John W. Frece, a former UPI and Baltimore Sun reporter, co-wrote Harry Roe Hughes’s 2006 autobiography, “My Unexpected Journey.”
Maybe that is because Hughes never planned to be in politics. Growing up in the sleepy Eastern Shore farming community of Denton, the tall, athletic Hughes wanted to be a professional baseball player. But World War II intervened, and a college coach messed up his pitching mechanics. Instead of pitching for the Yankees, he ended up going to law school, getting married and being elected to the Maryland General Assembly.
Over the next 32 years, he rose from state delegate to state senator, from back bencher to committee chairman to majority floor leader. After serving as a legislator, he became the state’s first transportation secretary and then governor.
As a lawmaker, he was father of Maryland’s modern tax code, making it fairer and more progressive. He was the inspiration behind a landmark change in how Maryland public education is financed, basing it on enrollment not teacher salaries. He consistently supported civil rights and measures aimed at ending racial segregation that were dangerously unpopular in his native Eastern Shore.

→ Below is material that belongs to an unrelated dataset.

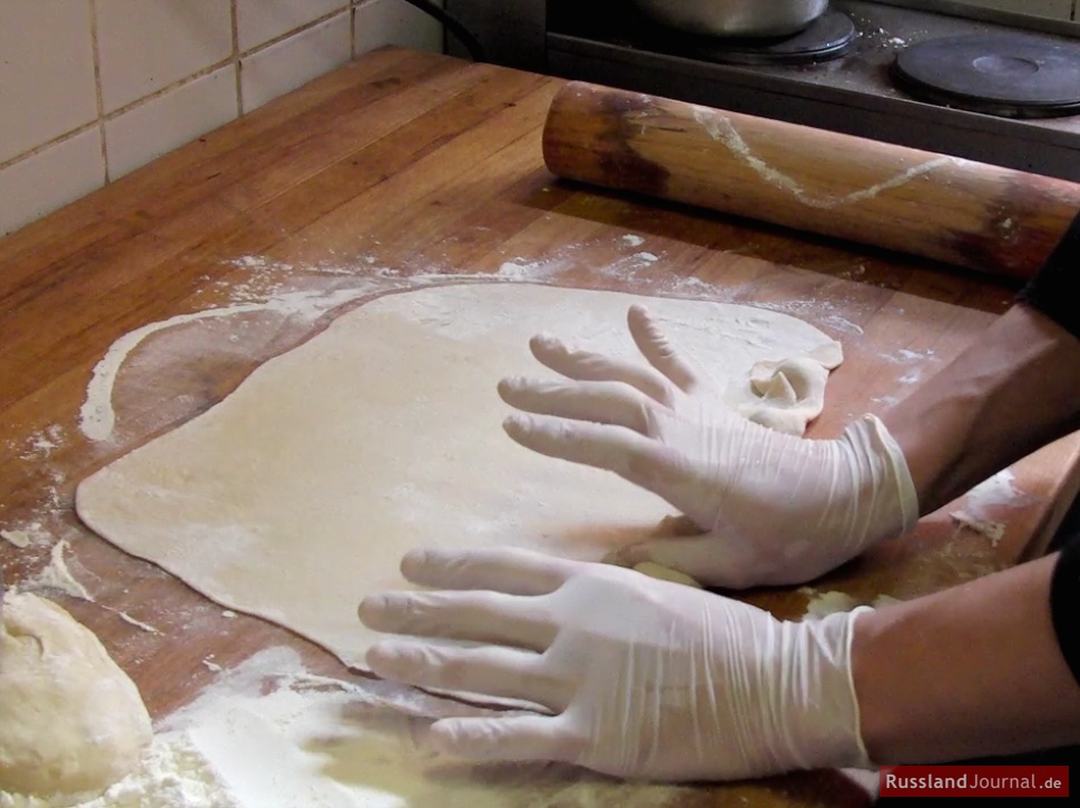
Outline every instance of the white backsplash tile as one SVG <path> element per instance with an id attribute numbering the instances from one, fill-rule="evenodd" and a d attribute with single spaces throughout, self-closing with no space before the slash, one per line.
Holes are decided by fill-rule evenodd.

As governor, he became known for his steady, bipartisan stewardship of the state’s fiscal affairs during a period of severe budget cuts from Washington, for his principled support of separation of powers and for his early recognition of the evil inherent in racial and religious hate crimes.

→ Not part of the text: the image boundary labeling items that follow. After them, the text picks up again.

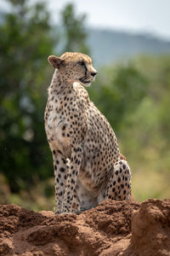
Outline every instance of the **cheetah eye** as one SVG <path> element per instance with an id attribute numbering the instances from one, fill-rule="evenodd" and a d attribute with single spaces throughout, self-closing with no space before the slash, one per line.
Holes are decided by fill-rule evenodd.
<path id="1" fill-rule="evenodd" d="M 85 66 L 84 61 L 80 61 L 79 64 L 80 64 L 80 66 Z"/>

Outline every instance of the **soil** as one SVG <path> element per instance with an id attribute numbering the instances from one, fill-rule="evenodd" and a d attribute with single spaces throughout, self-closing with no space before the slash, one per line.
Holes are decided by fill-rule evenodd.
<path id="1" fill-rule="evenodd" d="M 3 205 L 0 255 L 170 256 L 170 200 L 105 201 L 57 216 Z"/>

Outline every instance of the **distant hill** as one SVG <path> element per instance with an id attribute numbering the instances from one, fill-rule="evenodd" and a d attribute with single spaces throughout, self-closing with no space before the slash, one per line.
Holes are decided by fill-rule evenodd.
<path id="1" fill-rule="evenodd" d="M 88 29 L 88 44 L 97 66 L 141 54 L 170 55 L 170 42 L 150 34 L 100 29 Z"/>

Hughes cemented his name in Maryland history as champion of the Chesapeake Bay and Maryland’s environment more broadly. It was he who convened the first regional meeting between Maryland, Pennsylvania, Virginia, the District and the federal government to forge a compact to protect the bay — a regional compact that remains the organizing structure for protection efforts to this day. It was his determination to bring farmers and environmentalists together that led to the creation of the Maryland Center for Agro-Ecology, one of his proudest accomplishments. Perhaps most important, these efforts raised the environmental consciousness of those who live in Bay Country by instilling the now-ingrained “Save the Bay” ethic.

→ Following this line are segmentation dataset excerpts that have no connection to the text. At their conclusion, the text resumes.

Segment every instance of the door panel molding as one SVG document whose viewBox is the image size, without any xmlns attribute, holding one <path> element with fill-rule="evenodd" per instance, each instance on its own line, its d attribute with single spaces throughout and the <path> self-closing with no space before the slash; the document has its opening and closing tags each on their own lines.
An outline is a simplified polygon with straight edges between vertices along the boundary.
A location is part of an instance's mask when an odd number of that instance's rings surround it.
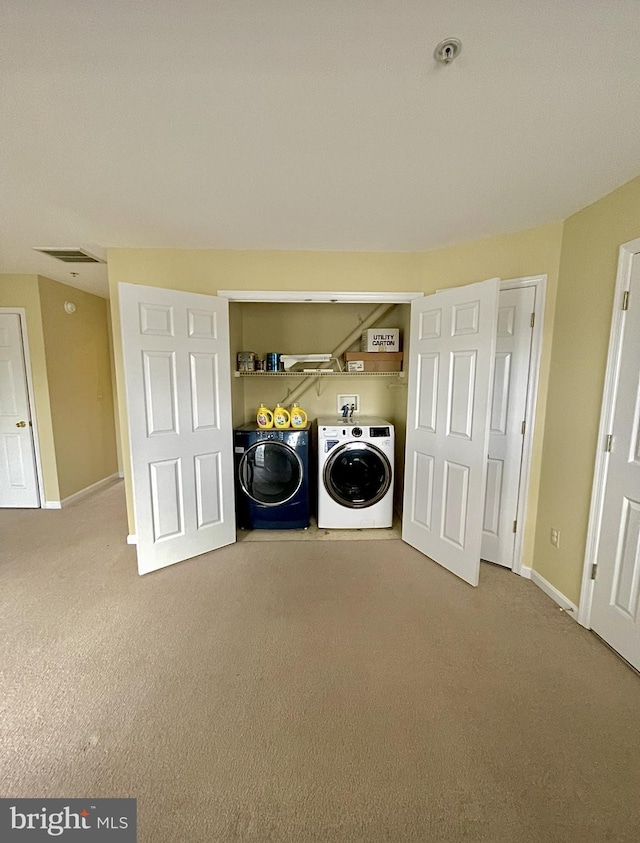
<svg viewBox="0 0 640 843">
<path fill-rule="evenodd" d="M 587 543 L 582 569 L 582 588 L 580 590 L 580 605 L 578 609 L 578 623 L 587 629 L 591 628 L 591 606 L 593 603 L 593 588 L 595 583 L 591 579 L 591 570 L 596 562 L 598 543 L 602 530 L 605 486 L 610 459 L 610 452 L 606 450 L 605 442 L 606 437 L 613 427 L 618 379 L 622 363 L 622 342 L 624 339 L 624 325 L 627 314 L 627 311 L 622 309 L 622 298 L 631 285 L 633 260 L 639 254 L 640 238 L 623 243 L 618 250 L 618 271 L 613 297 L 609 352 L 607 354 L 607 369 L 602 394 L 602 411 L 600 414 L 600 427 L 598 429 L 596 462 L 591 492 L 591 506 L 589 509 L 589 526 L 587 528 Z"/>
<path fill-rule="evenodd" d="M 39 507 L 41 509 L 59 509 L 60 501 L 47 501 L 44 495 L 44 477 L 42 474 L 42 457 L 40 453 L 40 437 L 38 433 L 38 417 L 36 413 L 35 392 L 33 389 L 33 377 L 31 368 L 31 354 L 29 353 L 29 333 L 27 330 L 27 311 L 24 307 L 0 307 L 1 314 L 16 314 L 20 320 L 20 332 L 22 334 L 22 352 L 24 355 L 24 368 L 27 384 L 27 396 L 29 399 L 29 412 L 31 419 L 31 435 L 33 440 L 33 454 L 36 467 L 36 481 L 38 485 Z"/>
<path fill-rule="evenodd" d="M 522 287 L 535 287 L 536 298 L 533 313 L 534 326 L 531 335 L 531 355 L 529 357 L 529 380 L 527 384 L 527 403 L 524 416 L 525 433 L 522 442 L 522 462 L 520 466 L 520 485 L 518 488 L 518 529 L 515 533 L 513 550 L 514 574 L 527 576 L 523 565 L 524 539 L 529 506 L 529 486 L 531 483 L 531 464 L 533 443 L 536 429 L 538 407 L 538 386 L 540 383 L 540 364 L 542 361 L 542 338 L 544 331 L 544 313 L 547 298 L 547 275 L 527 275 L 522 278 L 510 278 L 500 283 L 500 290 L 514 290 Z M 503 326 L 504 327 L 504 326 Z M 531 529 L 534 529 L 532 525 Z"/>
</svg>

These are all worthy achievements, but they miss the central ethos of the man — the personal values that made Hughes stand apart back then and that make him stand apart today more than ever: honesty, integrity, fairness, compassion, humility and restraint.
In a word, civility.
Hughes won the governorship in an upset in 1978. Three weeks before the Democratic primary in September 1978, his campaign hovered at 4 percent of the vote, hopelessly trailing acting governor Blair Lee III’s nearly 40 percent in a four-way race. But thanks in large part to strong endorsements from the Baltimore Sun and the Evening Sun, voters were reassured that it was safe to vote for a man who had the integrity to resign as transportation secretary rather than go along with a subway contract he feared was corrupt. Hughes roared back to win that fabled primary and went on to easily win the November general election and then reelection four years later.
As the Evening Sun told its readers, “A vote for the right man is never wrong.”
In 1982, in his annual state of the state address to the General Assembly, Hughes described his concept of governance:
“We are honest people dealing honestly with the people’s business. . . . It means doing what is right at any personal cost. It means taking personal risk for public good. It means not taking advantage of public fear but taking advantage of every opportunity to put real fears to rest. It means looking not backwards, but ahead. It means not settling for popular remedies, but proper ones. It means displaying courage when it is not absolutely demanded; giving when no giving is asked for; responding when the call to respond is only faintly heard.”
Our country can only hope that someday we have a man or woman in the White House — or as governors of our states — with the civility we were lucky to have in Harry Roe Hughes.